A jovem morena (Salomé) usa brincos orientais, um pendente na testa e pulseiras finas "à escrava" tanto no braço quanto no pulso. Os celebérrimos "sete véus" a envolvem em mistério e erotismo, prontos para serem retirados por suas mãos afiladas.
Óleo sobre tela.
Estados Unidos - 1920 aprox.
Época: Século XX
Medidas: Altura cm 120 Largura cm 61
Robert Henri, nome verdadeiro Robert Henry Cozad (Cincinnati, 25 de junho de 1865 – Nova York, 12 de julho de 1929), foi um pintor estadunidense. Foi uma figura guia da Ashcan School do realismo americano e fundou o grupo chamado "Os Oito", para protestar contra os critérios conservadores e discriminatórios da National Academy of Design.

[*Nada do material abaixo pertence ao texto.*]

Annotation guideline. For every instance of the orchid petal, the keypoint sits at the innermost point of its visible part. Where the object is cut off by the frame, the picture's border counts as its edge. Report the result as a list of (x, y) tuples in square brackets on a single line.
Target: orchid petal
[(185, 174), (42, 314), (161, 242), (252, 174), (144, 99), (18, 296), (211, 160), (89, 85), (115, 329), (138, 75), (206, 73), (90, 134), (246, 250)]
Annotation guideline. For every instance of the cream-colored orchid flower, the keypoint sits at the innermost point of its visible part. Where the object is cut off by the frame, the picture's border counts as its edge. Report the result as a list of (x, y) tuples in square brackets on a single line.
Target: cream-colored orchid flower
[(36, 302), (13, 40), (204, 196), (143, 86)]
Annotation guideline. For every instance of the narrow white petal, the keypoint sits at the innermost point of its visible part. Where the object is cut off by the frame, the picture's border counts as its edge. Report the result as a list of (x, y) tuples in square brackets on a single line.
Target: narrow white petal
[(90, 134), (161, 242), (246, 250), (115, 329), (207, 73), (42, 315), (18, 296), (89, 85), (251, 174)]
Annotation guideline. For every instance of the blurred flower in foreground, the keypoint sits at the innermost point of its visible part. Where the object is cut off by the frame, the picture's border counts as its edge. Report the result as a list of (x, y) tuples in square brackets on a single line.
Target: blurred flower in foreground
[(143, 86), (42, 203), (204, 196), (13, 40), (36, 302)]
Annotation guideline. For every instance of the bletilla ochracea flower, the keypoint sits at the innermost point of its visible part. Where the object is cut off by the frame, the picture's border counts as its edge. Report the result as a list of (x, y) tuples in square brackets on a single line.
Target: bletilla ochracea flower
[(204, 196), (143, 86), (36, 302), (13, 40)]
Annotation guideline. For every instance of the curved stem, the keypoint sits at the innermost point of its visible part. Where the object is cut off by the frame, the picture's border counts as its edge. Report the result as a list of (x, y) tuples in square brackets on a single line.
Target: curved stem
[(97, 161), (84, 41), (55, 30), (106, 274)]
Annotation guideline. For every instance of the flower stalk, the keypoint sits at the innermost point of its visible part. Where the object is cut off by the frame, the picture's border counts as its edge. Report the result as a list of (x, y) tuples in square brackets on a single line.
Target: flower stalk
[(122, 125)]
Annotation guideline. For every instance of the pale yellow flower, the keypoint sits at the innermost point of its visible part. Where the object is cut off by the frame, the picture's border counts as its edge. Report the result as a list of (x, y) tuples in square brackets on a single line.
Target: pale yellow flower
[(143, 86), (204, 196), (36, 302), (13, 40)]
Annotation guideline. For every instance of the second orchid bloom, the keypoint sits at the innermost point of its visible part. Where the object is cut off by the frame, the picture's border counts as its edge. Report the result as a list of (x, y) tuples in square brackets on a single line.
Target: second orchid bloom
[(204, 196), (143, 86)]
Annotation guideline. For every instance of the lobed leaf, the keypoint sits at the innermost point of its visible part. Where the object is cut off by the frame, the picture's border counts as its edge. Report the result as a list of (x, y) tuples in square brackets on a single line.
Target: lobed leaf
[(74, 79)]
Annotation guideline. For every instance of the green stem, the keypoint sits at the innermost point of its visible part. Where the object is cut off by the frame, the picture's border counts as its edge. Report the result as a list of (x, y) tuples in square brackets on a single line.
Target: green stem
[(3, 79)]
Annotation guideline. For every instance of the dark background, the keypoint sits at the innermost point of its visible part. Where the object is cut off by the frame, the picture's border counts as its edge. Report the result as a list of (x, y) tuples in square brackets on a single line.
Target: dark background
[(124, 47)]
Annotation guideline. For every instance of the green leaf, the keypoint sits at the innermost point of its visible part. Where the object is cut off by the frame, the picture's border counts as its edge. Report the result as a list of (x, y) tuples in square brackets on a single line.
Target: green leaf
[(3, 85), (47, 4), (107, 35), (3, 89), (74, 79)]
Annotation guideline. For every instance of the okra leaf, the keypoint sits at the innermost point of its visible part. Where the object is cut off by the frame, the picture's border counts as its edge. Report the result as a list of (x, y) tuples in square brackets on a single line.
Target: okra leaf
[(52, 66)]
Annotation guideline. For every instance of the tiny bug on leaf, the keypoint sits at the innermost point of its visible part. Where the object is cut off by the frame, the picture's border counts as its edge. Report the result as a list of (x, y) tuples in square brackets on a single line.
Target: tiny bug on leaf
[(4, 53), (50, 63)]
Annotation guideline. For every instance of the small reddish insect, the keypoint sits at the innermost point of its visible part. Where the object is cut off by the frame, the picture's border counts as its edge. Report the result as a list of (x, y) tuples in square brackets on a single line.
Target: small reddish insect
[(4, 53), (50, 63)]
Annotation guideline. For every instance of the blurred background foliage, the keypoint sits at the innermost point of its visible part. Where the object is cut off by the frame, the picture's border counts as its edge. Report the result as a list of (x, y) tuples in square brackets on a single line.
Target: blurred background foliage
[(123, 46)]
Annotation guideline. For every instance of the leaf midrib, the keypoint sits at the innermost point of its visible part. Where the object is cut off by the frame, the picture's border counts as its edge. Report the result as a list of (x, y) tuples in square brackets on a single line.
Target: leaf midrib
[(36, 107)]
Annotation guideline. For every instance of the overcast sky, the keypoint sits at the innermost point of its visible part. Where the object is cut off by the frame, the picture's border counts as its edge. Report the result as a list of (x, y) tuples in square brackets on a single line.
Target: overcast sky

Devido a desventuras familiares, Henri passou os anos da infância e da juventude transferindo-se continuamente nos estados centrais dos Estados Unidos, até que em 1883 a família se estabeleceu primeiramente em Nova York e depois em Atlantic City, onde realizou suas primeiras pinturas. Pelo encorajamento dos pais, em 1886 Henri se inscreveu na Academia de Arte de Filadélfia, onde executou quadros “en plein air”. Foi então a Paris em 1888, onde estudou sob a guia de William-Adolphe Bouguereau e admirou as obras de grandes artistas, como Velázquez, Goya, Hals, Rembrandt, Manet e Whistler.
Conheceu o impressionismo, o pós-impressionismo e o simbolismo, mas foi precisamente o impressionismo, com a técnica do “en plein air” e a recusa do academicismo, que o entusiasmou mais. Após ter viajado pela França, em 1890 chegou à Itália, admirando parte do imenso patrimônio artístico. Em 1891 retornou a Filadélfia e começou a atrair um grupo de artistas, entre os quais William Glackens, George Luks, Everett Shinn e John Sloan, que se encontravam em seu estúdio para discutir sobre arte e cultura e para fazer desenhos ao vivo; a estima e a amizade entre eles durou por toda a vida. Neste período seus temas preferidos foram as paisagens e os retratos, caracterizados por uma pincelada ampla e vivaz, com a firme convicção de que a arte seja estreitamente ligada à vida real e que a tarefa do artista seja de exprimir na tela não somente aquilo que vê, mas sobretudo aquilo que sente. Uma constante de suas obras é a recusa de modelos acadêmicos em favor de uma profunda e ao mesmo tempo espontânea observação da realidade; isto vale também para as obras dos anos sucessivos, nos quais retratou principalmente cenas urbanas e sujeitos tirados da vida de todos os dias. A partir de 1898 Henri passou ainda dois anos na França, durante os quais se fez notar por diversos colecionadores. Retornado aos Estados Unidos, se dedicou também ao ensino e ensinou pelo resto de sua vida em diversas e prestigiosas escolas de Nova York, tendo entre seus estudantes artistas como Edward Hopper, Rockwell Kent, George Bellows, Joseph Stella, Man Ray e Stuart Davis. Apesar dos importantes reconhecimentos obtidos, Henri acusou os membros das mais importantes academias artísticas estadunidenses de preconceito e de escassa vontade de renovação, por terem recusado sistematicamente as obras inovadoras de seus alunos. Por este motivo fundou o grupo de artistas chamado "Os Oito" e organizou diversas mostras nas quais foram expostas, junto às próprias obras e àquelas do grupo de seus amigos de Filadélfia, também trabalhos de artistas como Maurice Prendergast, Ernest Lawson e Arthur Davies.
Nessas mostras frequentemente as obras eram expostas em ordem alfabética para dar relevo ao espírito igualitário que as inspirava.
Robert Henri morreu em Nova York em 1929 aos 64 anos.